FACTOR_ANALYSIS

Overview

The FACTOR_ANALYSIS function performs exploratory factor analysis (EFA) on multivariate data to identify latent (unobserved) variables that explain the correlations among observed variables. Factor analysis is a dimensionality reduction technique commonly used in psychometrics, marketing research, social sciences, and data exploration to uncover the underlying structure of complex datasets.

This implementation uses the statsmodels library’s Factor class. The function supports two extraction methods: Principal Axis Factoring (PA), which iteratively estimates communalities to find factors explaining common variance, and Maximum Likelihood (ML), which finds factors that maximize the likelihood of the observed correlation matrix under a multivariate normal assumption.

The underlying factor model assumes that each observed variable x_i is a linear combination of k latent factors plus an error term:

x_i = l_{i,1}F_1 + l_{i,2}F_2 + \cdots + l_{i,k}F_k + \varepsilon_i

where l_{i,j} are the factor loadings indicating the relationship between variable i and factor j, F_j are the latent factors, and \varepsilon_i represents the unique variance (error). The communality for each variable measures the proportion of variance explained by all factors, while uniqueness represents the unexplained portion.

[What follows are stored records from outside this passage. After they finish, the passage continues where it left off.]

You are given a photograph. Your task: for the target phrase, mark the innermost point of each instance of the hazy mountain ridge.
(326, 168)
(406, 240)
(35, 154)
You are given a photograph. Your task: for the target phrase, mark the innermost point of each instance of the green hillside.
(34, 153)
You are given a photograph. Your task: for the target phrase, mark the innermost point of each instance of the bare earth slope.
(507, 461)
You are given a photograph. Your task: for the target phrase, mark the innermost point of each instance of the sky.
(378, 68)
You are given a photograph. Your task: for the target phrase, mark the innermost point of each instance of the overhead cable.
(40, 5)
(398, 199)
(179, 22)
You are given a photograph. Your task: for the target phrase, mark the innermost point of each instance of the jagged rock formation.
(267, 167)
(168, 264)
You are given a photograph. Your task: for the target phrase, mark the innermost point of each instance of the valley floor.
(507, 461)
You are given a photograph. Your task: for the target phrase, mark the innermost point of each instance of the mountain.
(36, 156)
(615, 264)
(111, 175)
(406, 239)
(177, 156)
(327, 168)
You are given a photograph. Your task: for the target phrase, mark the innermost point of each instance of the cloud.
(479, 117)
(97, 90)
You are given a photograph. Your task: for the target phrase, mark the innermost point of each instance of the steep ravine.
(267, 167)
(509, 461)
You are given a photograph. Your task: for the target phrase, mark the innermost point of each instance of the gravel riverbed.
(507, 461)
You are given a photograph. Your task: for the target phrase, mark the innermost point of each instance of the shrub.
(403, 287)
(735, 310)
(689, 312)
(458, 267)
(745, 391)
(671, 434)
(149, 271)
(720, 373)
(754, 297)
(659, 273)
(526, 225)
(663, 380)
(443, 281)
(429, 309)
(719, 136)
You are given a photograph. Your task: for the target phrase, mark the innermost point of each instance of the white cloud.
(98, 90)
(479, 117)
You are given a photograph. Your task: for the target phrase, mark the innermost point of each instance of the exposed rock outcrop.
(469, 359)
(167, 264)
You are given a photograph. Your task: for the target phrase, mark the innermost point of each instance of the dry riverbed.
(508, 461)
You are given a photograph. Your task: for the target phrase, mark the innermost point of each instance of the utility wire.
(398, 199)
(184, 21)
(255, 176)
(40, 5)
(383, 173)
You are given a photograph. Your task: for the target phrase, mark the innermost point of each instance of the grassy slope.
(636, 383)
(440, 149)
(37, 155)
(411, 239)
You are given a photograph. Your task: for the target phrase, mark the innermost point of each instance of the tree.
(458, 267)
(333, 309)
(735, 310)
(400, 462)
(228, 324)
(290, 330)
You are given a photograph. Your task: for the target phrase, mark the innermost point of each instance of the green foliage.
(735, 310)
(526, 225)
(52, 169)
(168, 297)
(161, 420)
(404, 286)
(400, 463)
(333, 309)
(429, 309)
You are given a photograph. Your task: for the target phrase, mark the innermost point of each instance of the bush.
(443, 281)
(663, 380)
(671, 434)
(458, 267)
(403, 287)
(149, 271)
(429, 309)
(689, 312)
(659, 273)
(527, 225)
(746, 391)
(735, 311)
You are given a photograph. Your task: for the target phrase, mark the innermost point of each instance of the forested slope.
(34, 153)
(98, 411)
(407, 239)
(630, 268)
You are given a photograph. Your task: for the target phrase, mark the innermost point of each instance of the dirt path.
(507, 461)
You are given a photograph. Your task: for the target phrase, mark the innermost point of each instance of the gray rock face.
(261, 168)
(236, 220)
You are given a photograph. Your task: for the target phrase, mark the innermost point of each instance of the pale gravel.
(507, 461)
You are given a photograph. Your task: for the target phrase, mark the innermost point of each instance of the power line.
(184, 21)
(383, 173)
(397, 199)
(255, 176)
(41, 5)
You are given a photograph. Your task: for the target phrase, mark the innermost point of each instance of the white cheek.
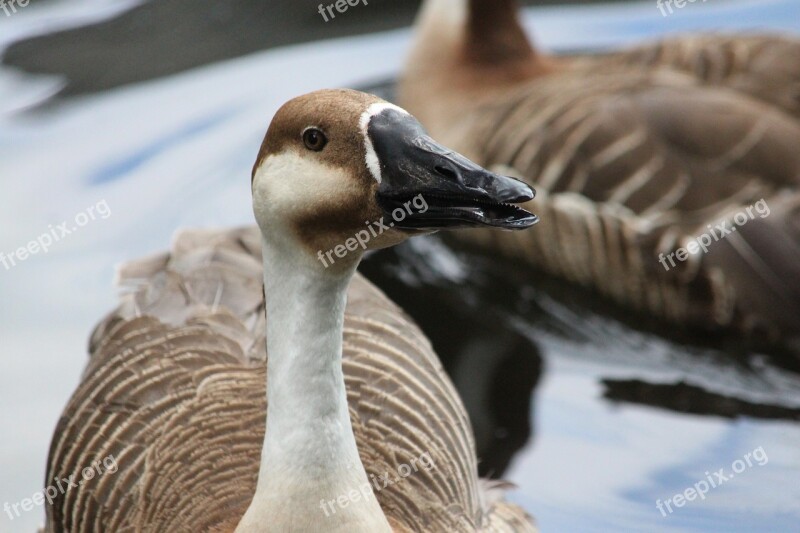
(287, 184)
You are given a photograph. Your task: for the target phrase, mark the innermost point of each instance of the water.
(590, 414)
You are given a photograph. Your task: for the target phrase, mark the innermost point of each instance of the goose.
(638, 156)
(346, 422)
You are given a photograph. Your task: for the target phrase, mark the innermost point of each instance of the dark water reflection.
(483, 316)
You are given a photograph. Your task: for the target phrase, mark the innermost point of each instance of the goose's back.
(174, 390)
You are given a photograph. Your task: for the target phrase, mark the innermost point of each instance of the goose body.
(634, 154)
(346, 422)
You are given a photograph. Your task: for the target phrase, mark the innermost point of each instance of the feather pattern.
(175, 390)
(636, 154)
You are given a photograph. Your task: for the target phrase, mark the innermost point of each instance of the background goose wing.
(175, 391)
(629, 165)
(765, 67)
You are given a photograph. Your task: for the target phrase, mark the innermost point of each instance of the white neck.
(309, 459)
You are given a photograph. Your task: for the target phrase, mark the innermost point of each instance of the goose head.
(340, 168)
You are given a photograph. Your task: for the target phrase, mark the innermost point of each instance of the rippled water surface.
(594, 415)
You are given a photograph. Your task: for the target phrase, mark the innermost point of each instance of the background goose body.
(179, 385)
(634, 154)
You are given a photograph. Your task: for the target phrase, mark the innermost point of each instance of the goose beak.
(438, 188)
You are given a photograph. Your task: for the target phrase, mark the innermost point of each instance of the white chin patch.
(373, 164)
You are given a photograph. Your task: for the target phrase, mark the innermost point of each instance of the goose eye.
(314, 139)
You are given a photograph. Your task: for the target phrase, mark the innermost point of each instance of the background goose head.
(340, 168)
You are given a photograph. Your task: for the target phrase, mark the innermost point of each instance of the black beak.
(436, 187)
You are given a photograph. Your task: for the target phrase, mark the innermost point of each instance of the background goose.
(175, 386)
(632, 159)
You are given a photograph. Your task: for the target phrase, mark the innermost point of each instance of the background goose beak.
(437, 187)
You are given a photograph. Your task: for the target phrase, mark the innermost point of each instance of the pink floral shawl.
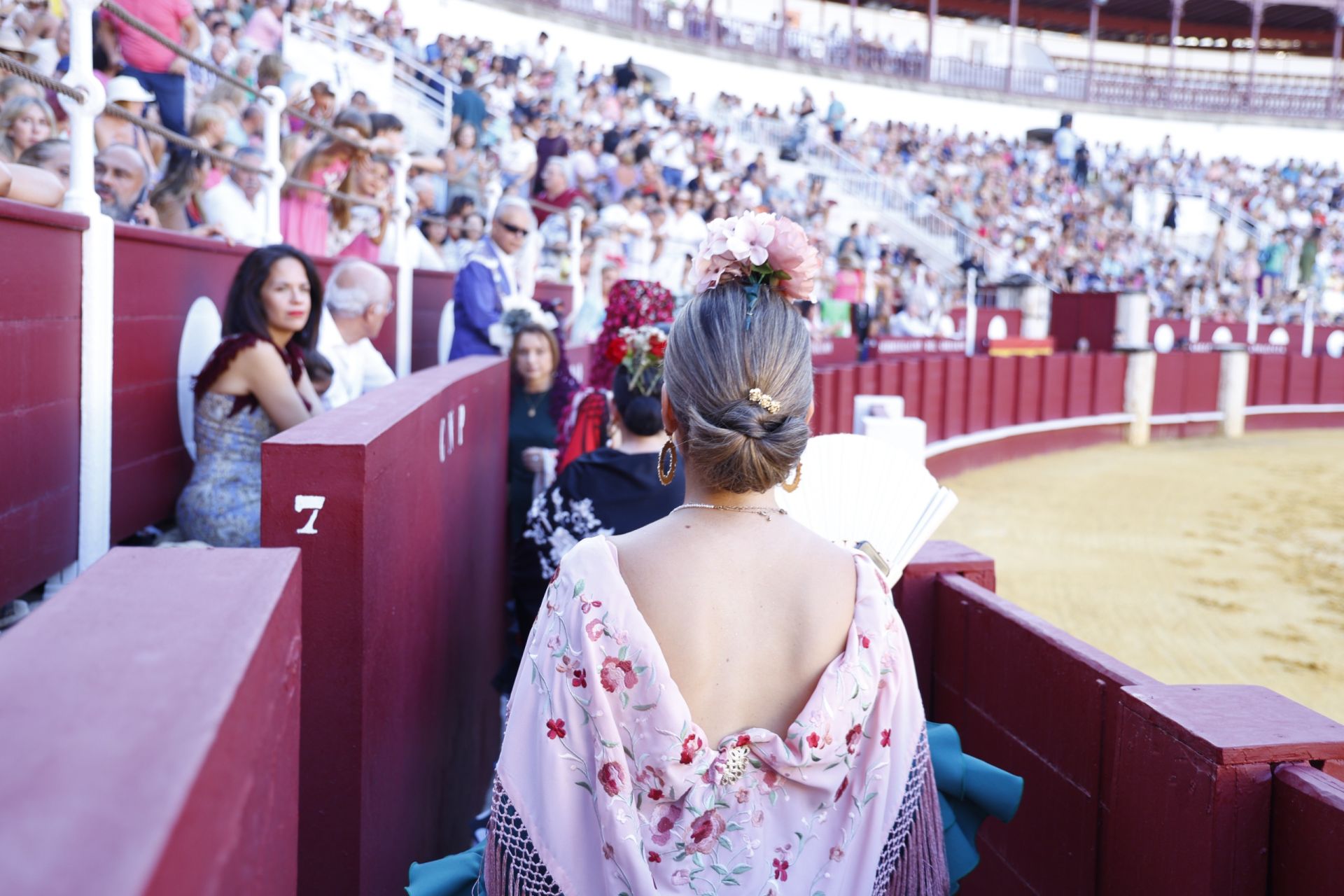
(605, 785)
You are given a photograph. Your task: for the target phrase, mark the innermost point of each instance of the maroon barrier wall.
(39, 394)
(1308, 830)
(403, 596)
(1186, 383)
(150, 464)
(151, 729)
(432, 292)
(1132, 786)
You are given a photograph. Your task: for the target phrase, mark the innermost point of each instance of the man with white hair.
(488, 277)
(355, 302)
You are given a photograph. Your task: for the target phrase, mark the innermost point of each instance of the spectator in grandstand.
(534, 362)
(305, 214)
(253, 386)
(235, 203)
(121, 179)
(467, 168)
(24, 122)
(488, 277)
(52, 156)
(609, 491)
(468, 105)
(156, 67)
(132, 97)
(27, 184)
(356, 302)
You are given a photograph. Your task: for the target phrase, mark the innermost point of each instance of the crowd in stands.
(647, 169)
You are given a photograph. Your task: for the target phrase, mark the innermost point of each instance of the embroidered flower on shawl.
(617, 673)
(706, 832)
(612, 777)
(664, 821)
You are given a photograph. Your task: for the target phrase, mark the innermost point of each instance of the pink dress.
(304, 213)
(605, 783)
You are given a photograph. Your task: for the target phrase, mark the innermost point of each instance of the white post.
(1233, 382)
(1308, 324)
(575, 257)
(96, 308)
(274, 184)
(971, 312)
(405, 264)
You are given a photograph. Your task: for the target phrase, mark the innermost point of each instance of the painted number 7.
(309, 503)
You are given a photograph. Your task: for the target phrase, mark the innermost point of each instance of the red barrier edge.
(179, 771)
(403, 594)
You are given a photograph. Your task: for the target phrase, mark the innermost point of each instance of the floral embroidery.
(612, 777)
(617, 673)
(706, 832)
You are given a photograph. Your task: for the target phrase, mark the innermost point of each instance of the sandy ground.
(1200, 562)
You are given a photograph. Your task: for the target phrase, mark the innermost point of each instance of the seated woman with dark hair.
(609, 491)
(253, 386)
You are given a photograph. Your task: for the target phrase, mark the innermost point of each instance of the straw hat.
(11, 45)
(127, 89)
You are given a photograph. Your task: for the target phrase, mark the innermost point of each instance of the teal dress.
(968, 790)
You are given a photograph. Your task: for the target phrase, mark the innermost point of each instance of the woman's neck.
(537, 386)
(632, 444)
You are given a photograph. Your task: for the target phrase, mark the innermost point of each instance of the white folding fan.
(858, 491)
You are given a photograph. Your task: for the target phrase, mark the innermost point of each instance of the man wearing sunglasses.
(488, 279)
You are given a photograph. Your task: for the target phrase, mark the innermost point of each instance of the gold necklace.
(766, 512)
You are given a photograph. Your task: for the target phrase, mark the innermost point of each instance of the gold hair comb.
(757, 397)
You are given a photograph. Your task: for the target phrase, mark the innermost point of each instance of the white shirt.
(356, 367)
(242, 222)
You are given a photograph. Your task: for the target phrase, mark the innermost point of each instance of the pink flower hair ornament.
(760, 248)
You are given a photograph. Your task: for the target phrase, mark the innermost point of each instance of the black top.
(604, 492)
(530, 425)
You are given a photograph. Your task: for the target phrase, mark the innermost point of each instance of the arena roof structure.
(1303, 26)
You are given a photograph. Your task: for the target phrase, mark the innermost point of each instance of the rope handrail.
(172, 136)
(41, 80)
(153, 34)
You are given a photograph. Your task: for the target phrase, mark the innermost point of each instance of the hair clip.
(757, 397)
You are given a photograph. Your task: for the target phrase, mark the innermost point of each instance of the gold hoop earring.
(666, 479)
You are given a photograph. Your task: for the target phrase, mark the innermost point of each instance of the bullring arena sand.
(1203, 561)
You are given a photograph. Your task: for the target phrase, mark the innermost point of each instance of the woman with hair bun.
(608, 491)
(721, 699)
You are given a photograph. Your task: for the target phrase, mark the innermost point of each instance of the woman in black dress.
(609, 491)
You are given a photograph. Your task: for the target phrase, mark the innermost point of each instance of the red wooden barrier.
(1200, 760)
(846, 387)
(151, 729)
(148, 460)
(933, 397)
(432, 290)
(1003, 391)
(398, 501)
(39, 394)
(1002, 676)
(1307, 832)
(955, 397)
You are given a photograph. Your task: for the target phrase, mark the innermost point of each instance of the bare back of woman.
(749, 613)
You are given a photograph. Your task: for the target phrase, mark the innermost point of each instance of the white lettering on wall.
(309, 503)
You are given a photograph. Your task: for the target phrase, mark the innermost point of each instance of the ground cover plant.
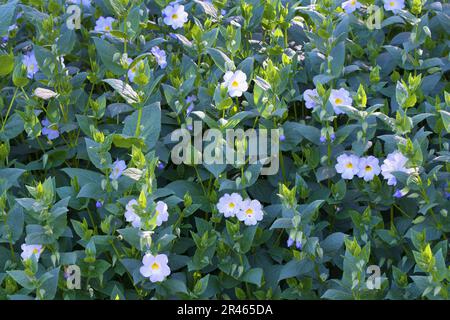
(93, 204)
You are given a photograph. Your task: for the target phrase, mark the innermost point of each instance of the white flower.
(368, 168)
(395, 161)
(394, 5)
(104, 24)
(29, 60)
(175, 16)
(161, 213)
(130, 214)
(338, 98)
(85, 3)
(250, 212)
(28, 250)
(161, 57)
(236, 83)
(347, 166)
(155, 267)
(310, 97)
(351, 5)
(229, 205)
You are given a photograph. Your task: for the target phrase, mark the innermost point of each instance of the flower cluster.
(349, 165)
(356, 90)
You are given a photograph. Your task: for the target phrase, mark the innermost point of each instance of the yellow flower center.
(155, 266)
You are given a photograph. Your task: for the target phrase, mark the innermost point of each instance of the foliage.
(86, 172)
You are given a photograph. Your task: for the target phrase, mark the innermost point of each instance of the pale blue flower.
(175, 16)
(155, 267)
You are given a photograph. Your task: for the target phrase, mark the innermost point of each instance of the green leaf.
(295, 268)
(221, 59)
(150, 124)
(124, 89)
(253, 276)
(7, 11)
(6, 64)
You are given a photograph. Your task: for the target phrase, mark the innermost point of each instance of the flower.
(161, 213)
(85, 3)
(368, 168)
(338, 98)
(395, 161)
(311, 97)
(332, 137)
(117, 169)
(347, 166)
(29, 60)
(250, 212)
(130, 214)
(49, 130)
(160, 56)
(394, 5)
(104, 24)
(323, 139)
(236, 83)
(175, 16)
(351, 5)
(155, 267)
(229, 205)
(28, 250)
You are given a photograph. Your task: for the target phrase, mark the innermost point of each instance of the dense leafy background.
(57, 192)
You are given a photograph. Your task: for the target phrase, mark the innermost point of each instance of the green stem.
(138, 125)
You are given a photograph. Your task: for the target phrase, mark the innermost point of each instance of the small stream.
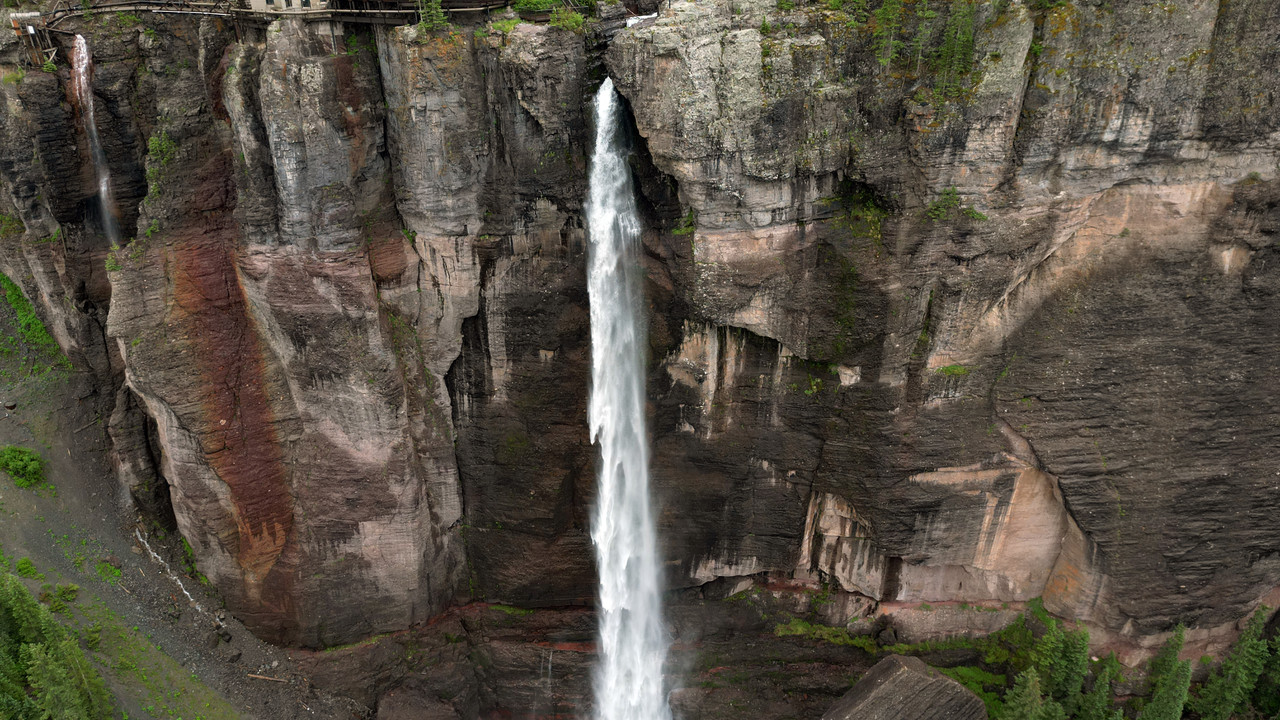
(82, 87)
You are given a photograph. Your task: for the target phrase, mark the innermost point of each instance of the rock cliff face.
(968, 331)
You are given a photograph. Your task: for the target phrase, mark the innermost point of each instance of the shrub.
(30, 326)
(567, 19)
(430, 16)
(535, 5)
(1096, 705)
(10, 226)
(688, 224)
(42, 670)
(24, 466)
(1228, 689)
(1170, 678)
(27, 569)
(503, 27)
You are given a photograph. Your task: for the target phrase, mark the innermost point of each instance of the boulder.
(904, 688)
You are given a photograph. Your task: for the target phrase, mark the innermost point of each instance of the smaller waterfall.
(173, 577)
(82, 87)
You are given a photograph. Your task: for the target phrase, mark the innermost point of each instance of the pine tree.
(1096, 705)
(1228, 689)
(1170, 695)
(1170, 678)
(1061, 660)
(955, 57)
(888, 19)
(1024, 701)
(923, 32)
(1266, 693)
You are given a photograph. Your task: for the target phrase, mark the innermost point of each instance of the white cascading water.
(632, 641)
(82, 86)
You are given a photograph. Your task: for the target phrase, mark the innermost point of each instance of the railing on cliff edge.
(33, 28)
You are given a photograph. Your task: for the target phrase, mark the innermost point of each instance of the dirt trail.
(160, 655)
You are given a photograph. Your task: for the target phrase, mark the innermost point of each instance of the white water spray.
(632, 641)
(82, 86)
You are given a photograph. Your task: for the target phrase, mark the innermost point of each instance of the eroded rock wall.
(919, 337)
(1092, 151)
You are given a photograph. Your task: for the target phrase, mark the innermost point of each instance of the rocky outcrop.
(965, 324)
(904, 688)
(961, 223)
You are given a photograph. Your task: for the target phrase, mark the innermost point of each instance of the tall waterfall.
(82, 86)
(632, 641)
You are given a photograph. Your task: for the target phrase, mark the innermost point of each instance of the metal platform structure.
(36, 28)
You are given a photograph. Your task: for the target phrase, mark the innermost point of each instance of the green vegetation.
(888, 22)
(512, 611)
(160, 151)
(947, 206)
(567, 19)
(24, 466)
(944, 205)
(862, 212)
(109, 574)
(835, 636)
(688, 224)
(955, 57)
(44, 354)
(10, 226)
(1170, 678)
(27, 569)
(535, 5)
(1228, 689)
(44, 674)
(504, 27)
(986, 686)
(430, 16)
(113, 259)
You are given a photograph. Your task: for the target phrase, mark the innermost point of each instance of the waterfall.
(82, 87)
(632, 642)
(156, 557)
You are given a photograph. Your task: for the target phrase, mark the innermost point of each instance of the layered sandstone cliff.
(1004, 340)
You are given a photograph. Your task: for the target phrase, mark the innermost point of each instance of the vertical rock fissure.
(632, 641)
(82, 87)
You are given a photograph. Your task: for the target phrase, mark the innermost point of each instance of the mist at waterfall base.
(632, 641)
(82, 87)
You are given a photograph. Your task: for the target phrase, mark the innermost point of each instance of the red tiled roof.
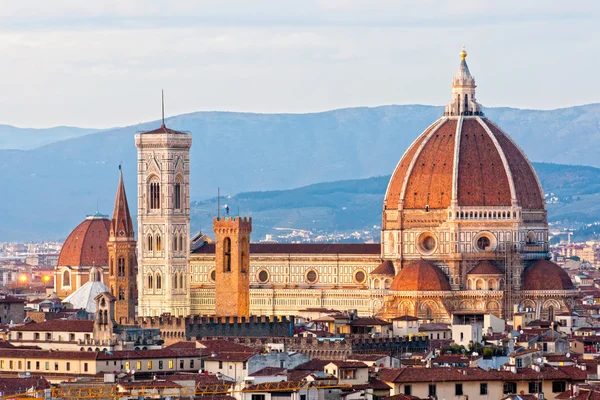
(368, 321)
(13, 386)
(349, 364)
(313, 365)
(269, 371)
(546, 275)
(86, 245)
(485, 268)
(482, 177)
(462, 374)
(405, 318)
(11, 299)
(385, 268)
(303, 248)
(420, 276)
(57, 325)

After extraction, the function applies factor rotation to improve interpretability. Supported rotations include Varimax (orthogonal, maximizing variance of squared loadings), Promax (oblique), Quartimax, and Oblimin. Rotation does not change the overall fit but redistributes variance among factors to achieve a simpler structure where each variable loads strongly on fewer factors. For more on factor rotation methods, see the statsmodels multivariate documentation.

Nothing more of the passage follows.